Autre point important : les longues allées en enrobé. Comme elles seront entièrement piétonnisées, nous allons pouvoir casser ces perspectives stériles. Comment ? Là encore notre intervention sera limitée au strict nécessaire. Nous allons donc cisailler les enrobés pour permettre à la végétation d’émerger. Le sol sera ainsi moins imperméable aux eaux de pluie et les « usagers » gagneront en plaisir visuel.
Quelle place sera donnée au végétal ?
AG : Nous voulons rendre le végétal prédominant. Un écrin à partir duquel tout devient possible. Car nous sommes convaincus que la fonction de site industriel peut être compatible avec un aspect beaucoup plus paysager, plus humanisé où la biodiversité a toute sa place. Nous allons constituer des micro-forêts de jeunes plants d’essences rustiques et variées, adaptées à nos latitudes. Ils seront plantés serrés pour qu’ils se protègent les uns les autres et grandissent ainsi plus vite. La première micro-pépinière sera lancée ce printemps, avant le démarrage des travaux des nouveaux bâtiments. L’évolution se fera dans le temps, mais l’objectif est de transformer le site avec des fleurs, des vivaces sauvages, qui marqueront les saisons, de la jachère fleurie pour limiter au maximum l’entretien. Les arbustes ne seront pas taillés. Ce sera une création végétale spontanée et libre, propice à l’éclosion de nouveaux usages en extérieur.
De quelle nature seront ces nouveaux usages ?
AG : Sur un site industriel classique, les espaces extérieurs servent uniquement à se rendre d’un point A à point B en toute sécurité. On ne fait que rarement attention aux arbres et aux fleurs que l’on croise. C’est un décor. Une fois arrivé au sein de son entreprise, le salarié ne circule que rarement sur le reste du site, sauf pour se rendre au restaurant inter-entreprises (RIE). C’est le point de rencontre potentielle entre les salariés des différentes structures. On s’y rend pour prendre un café, déjeuner et c’est tout. Notre ambition, c’est que les espaces extérieurs deviennent une extension du RIE, des « pièces en plus » dans lesquelles pratiquer un sport, du jardinage entre midi et deux ou juste se détendre. Un endroit où s’installer pour travailler autrement. Des espaces propices à des échanges informels ou à une activité commune entre collaborateurs des différentes entreprises présentes sur le site. Notre rôle est de poser un cadre dans lequel tout cela doit pouvoir devenir possible. Au départ, ce sera assez simple avec quelques tables, des bancs, placés sous les arbres ou à la croisée des chemins. C’est avec le temps et l’appropriation du site par les usagers que vont se constituer des endroits où l’on aura envie de se rendre. Une dynamique intimement liée à la gestion globale du site où notre rôle est de créer, encore une fois, les possibles…

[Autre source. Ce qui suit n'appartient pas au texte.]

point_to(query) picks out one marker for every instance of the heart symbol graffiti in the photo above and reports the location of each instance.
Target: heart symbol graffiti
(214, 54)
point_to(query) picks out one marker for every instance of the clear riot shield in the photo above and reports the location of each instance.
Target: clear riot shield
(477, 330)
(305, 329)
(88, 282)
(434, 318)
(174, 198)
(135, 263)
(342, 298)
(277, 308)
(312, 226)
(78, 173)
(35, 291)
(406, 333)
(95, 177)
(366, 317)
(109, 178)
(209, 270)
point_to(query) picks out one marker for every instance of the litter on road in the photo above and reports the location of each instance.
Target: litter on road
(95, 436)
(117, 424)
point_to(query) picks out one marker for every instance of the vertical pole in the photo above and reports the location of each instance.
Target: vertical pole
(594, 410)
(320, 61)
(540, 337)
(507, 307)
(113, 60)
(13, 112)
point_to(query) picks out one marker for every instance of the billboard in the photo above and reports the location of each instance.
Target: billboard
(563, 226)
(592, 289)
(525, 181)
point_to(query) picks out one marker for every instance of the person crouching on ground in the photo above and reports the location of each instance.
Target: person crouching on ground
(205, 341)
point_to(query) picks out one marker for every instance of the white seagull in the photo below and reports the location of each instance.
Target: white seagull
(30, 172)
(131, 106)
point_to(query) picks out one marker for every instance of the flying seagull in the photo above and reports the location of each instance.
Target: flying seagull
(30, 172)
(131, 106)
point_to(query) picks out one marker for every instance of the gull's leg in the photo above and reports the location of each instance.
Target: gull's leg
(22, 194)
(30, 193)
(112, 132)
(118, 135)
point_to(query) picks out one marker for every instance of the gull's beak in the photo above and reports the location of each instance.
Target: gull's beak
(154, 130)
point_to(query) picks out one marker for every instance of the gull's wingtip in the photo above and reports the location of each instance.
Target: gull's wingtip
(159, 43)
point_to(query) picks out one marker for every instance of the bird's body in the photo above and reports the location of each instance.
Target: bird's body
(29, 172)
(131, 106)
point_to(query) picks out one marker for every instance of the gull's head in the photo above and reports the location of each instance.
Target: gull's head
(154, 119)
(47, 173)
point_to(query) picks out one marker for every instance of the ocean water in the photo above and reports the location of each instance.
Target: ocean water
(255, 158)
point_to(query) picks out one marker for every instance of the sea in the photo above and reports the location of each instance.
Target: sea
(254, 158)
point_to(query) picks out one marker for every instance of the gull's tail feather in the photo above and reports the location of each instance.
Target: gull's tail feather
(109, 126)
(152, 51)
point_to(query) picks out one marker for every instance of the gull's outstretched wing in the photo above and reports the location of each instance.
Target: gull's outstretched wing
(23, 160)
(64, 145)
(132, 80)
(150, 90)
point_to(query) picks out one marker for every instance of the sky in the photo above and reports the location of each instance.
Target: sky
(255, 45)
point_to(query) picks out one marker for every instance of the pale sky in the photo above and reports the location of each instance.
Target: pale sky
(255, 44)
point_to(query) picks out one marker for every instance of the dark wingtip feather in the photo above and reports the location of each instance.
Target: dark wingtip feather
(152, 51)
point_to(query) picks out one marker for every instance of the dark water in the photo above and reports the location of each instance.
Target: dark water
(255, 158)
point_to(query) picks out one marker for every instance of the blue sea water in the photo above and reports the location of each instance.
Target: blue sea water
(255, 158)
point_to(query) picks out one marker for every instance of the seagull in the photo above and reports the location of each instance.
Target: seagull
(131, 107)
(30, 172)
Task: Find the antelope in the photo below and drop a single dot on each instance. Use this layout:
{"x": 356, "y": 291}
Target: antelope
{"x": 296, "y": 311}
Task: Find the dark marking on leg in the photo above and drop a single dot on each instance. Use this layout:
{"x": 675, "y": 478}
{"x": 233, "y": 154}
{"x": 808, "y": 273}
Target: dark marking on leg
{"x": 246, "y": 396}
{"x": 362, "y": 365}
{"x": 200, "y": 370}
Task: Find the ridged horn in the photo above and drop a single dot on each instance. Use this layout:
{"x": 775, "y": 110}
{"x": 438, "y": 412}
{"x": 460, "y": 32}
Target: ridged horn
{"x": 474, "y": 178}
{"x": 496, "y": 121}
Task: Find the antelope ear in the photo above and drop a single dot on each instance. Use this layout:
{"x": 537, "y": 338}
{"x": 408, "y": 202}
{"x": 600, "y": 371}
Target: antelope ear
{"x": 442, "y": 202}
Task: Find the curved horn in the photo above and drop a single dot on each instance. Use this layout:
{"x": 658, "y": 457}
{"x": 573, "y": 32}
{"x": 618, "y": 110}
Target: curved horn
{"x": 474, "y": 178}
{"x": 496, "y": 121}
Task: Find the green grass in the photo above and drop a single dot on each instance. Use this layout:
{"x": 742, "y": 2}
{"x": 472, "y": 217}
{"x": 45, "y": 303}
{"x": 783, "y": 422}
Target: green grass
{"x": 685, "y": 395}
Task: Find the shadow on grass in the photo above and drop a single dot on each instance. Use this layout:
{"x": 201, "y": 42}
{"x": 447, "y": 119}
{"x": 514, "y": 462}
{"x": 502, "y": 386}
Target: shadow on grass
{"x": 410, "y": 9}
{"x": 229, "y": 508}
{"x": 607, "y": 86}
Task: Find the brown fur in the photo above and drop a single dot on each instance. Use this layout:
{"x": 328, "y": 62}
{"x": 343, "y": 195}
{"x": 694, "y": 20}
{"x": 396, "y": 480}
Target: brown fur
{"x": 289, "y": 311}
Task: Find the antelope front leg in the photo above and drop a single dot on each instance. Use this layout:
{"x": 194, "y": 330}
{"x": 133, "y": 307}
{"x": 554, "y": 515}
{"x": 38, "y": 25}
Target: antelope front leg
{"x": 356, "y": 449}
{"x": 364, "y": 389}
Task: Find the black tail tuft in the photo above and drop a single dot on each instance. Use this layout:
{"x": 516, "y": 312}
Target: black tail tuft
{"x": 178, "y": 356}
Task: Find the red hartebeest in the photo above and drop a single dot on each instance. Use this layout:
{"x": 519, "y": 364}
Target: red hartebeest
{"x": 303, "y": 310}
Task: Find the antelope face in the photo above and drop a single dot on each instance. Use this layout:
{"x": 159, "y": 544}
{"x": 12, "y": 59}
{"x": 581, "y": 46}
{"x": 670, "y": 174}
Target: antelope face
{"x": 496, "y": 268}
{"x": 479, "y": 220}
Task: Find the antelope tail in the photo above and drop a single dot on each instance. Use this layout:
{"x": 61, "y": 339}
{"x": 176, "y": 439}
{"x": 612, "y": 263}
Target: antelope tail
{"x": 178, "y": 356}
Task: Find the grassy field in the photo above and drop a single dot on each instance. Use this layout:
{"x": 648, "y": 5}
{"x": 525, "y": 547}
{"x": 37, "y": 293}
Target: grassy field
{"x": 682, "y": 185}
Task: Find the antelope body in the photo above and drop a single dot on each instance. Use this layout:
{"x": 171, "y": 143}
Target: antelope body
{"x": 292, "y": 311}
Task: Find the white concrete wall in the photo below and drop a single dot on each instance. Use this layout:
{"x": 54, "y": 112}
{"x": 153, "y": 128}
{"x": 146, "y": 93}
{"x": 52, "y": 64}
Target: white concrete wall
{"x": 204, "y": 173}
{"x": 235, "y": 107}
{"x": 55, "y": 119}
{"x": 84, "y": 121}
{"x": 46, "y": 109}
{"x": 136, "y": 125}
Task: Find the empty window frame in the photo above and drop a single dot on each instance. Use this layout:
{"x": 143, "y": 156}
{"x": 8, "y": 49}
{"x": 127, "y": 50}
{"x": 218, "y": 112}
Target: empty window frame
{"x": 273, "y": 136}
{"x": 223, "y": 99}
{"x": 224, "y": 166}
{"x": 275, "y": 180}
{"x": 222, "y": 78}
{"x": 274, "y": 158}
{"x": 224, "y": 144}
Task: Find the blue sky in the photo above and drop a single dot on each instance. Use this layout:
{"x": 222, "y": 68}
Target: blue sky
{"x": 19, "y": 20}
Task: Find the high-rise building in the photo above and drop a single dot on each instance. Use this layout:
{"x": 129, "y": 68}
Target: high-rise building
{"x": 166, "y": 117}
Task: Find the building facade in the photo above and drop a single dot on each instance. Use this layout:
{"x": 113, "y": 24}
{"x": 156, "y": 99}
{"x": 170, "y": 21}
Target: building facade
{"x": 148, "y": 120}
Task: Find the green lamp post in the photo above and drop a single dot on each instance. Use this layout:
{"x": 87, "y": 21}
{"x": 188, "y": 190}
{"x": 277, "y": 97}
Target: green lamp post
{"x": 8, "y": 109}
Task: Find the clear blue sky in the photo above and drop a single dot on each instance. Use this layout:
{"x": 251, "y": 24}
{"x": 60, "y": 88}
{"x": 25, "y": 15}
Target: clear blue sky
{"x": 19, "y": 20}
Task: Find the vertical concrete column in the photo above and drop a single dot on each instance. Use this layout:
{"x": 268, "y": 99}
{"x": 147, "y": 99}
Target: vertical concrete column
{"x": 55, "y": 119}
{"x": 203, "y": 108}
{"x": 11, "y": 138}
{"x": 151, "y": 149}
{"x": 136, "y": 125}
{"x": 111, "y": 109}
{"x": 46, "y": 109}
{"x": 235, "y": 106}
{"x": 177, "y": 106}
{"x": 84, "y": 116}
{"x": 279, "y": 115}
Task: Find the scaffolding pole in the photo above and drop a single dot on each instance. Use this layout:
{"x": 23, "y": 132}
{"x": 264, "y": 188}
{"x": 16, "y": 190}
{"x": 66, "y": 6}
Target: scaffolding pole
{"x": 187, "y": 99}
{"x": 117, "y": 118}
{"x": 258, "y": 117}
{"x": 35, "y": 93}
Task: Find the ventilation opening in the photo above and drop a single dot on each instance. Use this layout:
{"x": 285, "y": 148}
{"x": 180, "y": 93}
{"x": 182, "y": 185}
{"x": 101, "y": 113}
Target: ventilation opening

Qu’est-ce qui vous motive particulièrement dans ce projet ?
AG : De le prendre à l’opposé des projets traditionnels. Habituellement, on rase tout et l’on crée des espaces extérieurs que l’on se contente ensuite d’entretenir. En ayant une démarche de frugalité, on conserve tout ce que l’on peut garder du site initial et on opère des interventions ciblées dans la durée qui vont dessiner au fil du temps un site industriel totalement nouveau. Les règles strictes de sécurité et d’hygiène ne sont pas incompatibles avec un environnement extérieur où la végétation génère de la douceur, de la spontanéité, avec sa manière de prendre le vent et de marquer les saisons. En outre, ce site s’inscrit dans un paysage urbain dans lequel il se donne à voir. La seule image qu’il renvoie, au-delà des bâtiments dont l’activité industrielle est précieusement préservée des regards, est celle de ses extérieurs. L’autre point essentiel est de savoir quelle sera la contribution du site pour son environnement urbain direct et au-delà ? Sur le volet paysager, j’en vois deux. Une contribution écologique, en luttant contre les îlots de chaleur caniculaire en été et en favorisant la réintroduction de la biodiversité en ville. Et un modèle inspirant en montrant qu’une autre façon de vivre dans un environnement de travail industriel est possible.